Tarihte de benzer örnekler var: 12. yüzyılda Fransa Kralı VII. Louis, iki eşinden de yalnızca kız çocuğu olduğu için erkek varis elde edememiş ve yeniden evlenmişti.
Araştırma yeni sorulara kapı açıyor
Chavarro, bazı ailelerin neden hep aynı cinsiyette çocuk sahibi olduğunu anlamanın yıllar alabileceğini, ancak bu araştırmanın önemli bir başlangıç olduğunu söyledi.
Gelecekte yapılacak çalışmalarda yaşam tarzı, beslenme ve çevresel kimyasallara maruz kalma gibi faktörlerin de etkisi araştırılmalı. Bu çalışmada ırk, doğal saç rengi, kan grubu, vücut kitle indeksi ve boy gibi değişkenlerin cinsiyetle ilişkisinin bulunmadığı belirtildi.
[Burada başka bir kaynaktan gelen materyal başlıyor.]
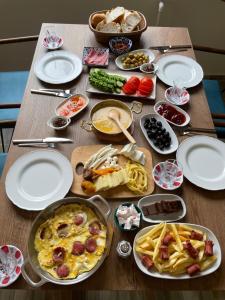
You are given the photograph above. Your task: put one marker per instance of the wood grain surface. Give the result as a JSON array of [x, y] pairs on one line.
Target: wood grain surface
[[203, 207], [81, 154]]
Ancak katılımcıların yüzde 95’inin beyaz ve tamamının hemşire olması, örneklemin toplumun genelini yansıtmadığı anlamına geliyor.
Harvard Üniversitesi’nden evrimsel biyolog David A. Haig, araştırmanın önemli bir gerçeğe dikkat çektiğini vurguladı: “Farklı aileler, farklı ağırlıklarla yazı tura atıyor. Bu biyolojik olarak karmaşık olsa da epey kişisel ve sezgisel bir konuya işaret ediyor.”